Re: no progress in geo-replication

[Date Prev][Date Next][Thread Prev][Thread Next][Date Index][Thread Index]

 



Dear Dietmar,


I am very interested in helping you with that geo-replication, since we also have a setup with geo-replication that is crucial for the

backup procedure. I just had a quick look at this and for the moment, I just can suggest:

is there any suitable setting in the gluster-environment which would take influence on the speed of the processing (current settings attached) ?
gluster volume geo-replication mvol1 gl-slave-05-int::svol  config sync_jobs  9


in order to increase the number of rsync processes.
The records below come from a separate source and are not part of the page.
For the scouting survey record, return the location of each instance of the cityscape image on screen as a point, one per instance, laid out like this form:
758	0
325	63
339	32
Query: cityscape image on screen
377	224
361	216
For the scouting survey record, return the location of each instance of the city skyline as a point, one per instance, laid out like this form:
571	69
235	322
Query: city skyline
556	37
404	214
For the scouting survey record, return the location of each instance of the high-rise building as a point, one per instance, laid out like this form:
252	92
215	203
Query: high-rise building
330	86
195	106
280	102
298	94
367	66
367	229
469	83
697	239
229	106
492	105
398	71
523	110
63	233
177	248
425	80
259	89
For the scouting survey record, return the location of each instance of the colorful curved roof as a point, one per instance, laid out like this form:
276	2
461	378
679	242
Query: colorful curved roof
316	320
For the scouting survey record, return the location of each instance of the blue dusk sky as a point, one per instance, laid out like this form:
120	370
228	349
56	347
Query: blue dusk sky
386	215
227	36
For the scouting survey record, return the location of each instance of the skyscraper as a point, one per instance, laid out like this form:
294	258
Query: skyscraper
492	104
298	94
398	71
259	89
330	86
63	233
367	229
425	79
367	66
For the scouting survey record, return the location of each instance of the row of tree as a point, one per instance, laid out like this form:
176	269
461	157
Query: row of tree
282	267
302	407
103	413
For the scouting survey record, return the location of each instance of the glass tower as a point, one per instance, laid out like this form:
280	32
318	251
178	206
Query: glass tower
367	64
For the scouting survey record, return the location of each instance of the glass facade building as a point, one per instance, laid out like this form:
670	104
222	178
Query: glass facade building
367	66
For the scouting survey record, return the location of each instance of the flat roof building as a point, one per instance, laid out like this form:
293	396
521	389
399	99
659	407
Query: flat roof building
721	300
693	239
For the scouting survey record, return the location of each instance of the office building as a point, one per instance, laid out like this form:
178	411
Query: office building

Furthermore, taken from https://access.redhat.com/documentation/en-us/red_hat_gluster_storage/3.5/html/administration_guide/recommended_practices3


Performance Tuning

When the following option is set, it has been observed that there is an increase in geo-replication performance. On the slave volume, run the following command:

# gluster volume set SLAVE_VOL batch-fsync-delay-usec 0

Can you verify that the changelog-files are consumed?


Regards,

Felix

On 03/03/2021 17:28, Dietmar Putz wrote:

Hi,

I'm having a problem with geo-replication. A short summary...
About two month ago I have added two further nodes to a distributed replicated volume. For that purpose I have stopped the geo-replication, added two nodes on mvol and svol and started a rebalance process on both sides. Once the rebalance process was finished I startet the geo-replication again.

After a few days and beside some Unicode Errors the status of the new added brick changed from hybrid crawl to history crawl. Since then no progress, no files / directories have been created on svol for a couple of days.

Looking for a possible reason I recognized that there is was /var/log/glusterfs/geo-replication-slaves/mvol1_gl-slave-01-int_svol1 directory on the new added slave nodes.
Obviously I forgot to add the new svol node IP addresses on all master's /etc/hosts. After fixing that I did the '... execute gsec_create' and '...create push-pem force' command again and corresponding directory were created. Geo-replication started normal, all active sessions were in history crawl (as shown below) and for a short while some data were transfered to svol. But for about a week nothing had changed on svol, 0 byte transferred.

Meanwhile i have deleted (without reset-sync-time) and recreated the geo-rep session. the current status is as shown below but without any last_synced date.
an entry like "last_synced_entry": 1609283145 is still visible in /var/lib/glusterd/geo-replication/mvol1_gl-slave-01-int_svol1/*status and changelog files are continously created in /var/lib/misc/gluster/gsyncd/mvol1_gl-slave-01-int_svol1/<brick>/.processing.

Short time ago i changed log_level to DEBUG for a moment. Unfortunately I got an 'EOFError: Ran out of input' in gsyncd.log and rebuild of .processing starts from beginning. 
But one of the first very long lines in gsyncd.log looks like :

[2021-03-03 11:59:39.503881] D [repce(worker /brick1/mvol1):215:__call__] RepceClient: call 9163:139944064358208:1614772779.4982471 history_getchanges -> ['/var/lib/misc/gluster/gsyncd/mvol1_gl-slave-01-int_svol1/brick1-mvol1/.history/.processing/CHANGELOG.1609280278',...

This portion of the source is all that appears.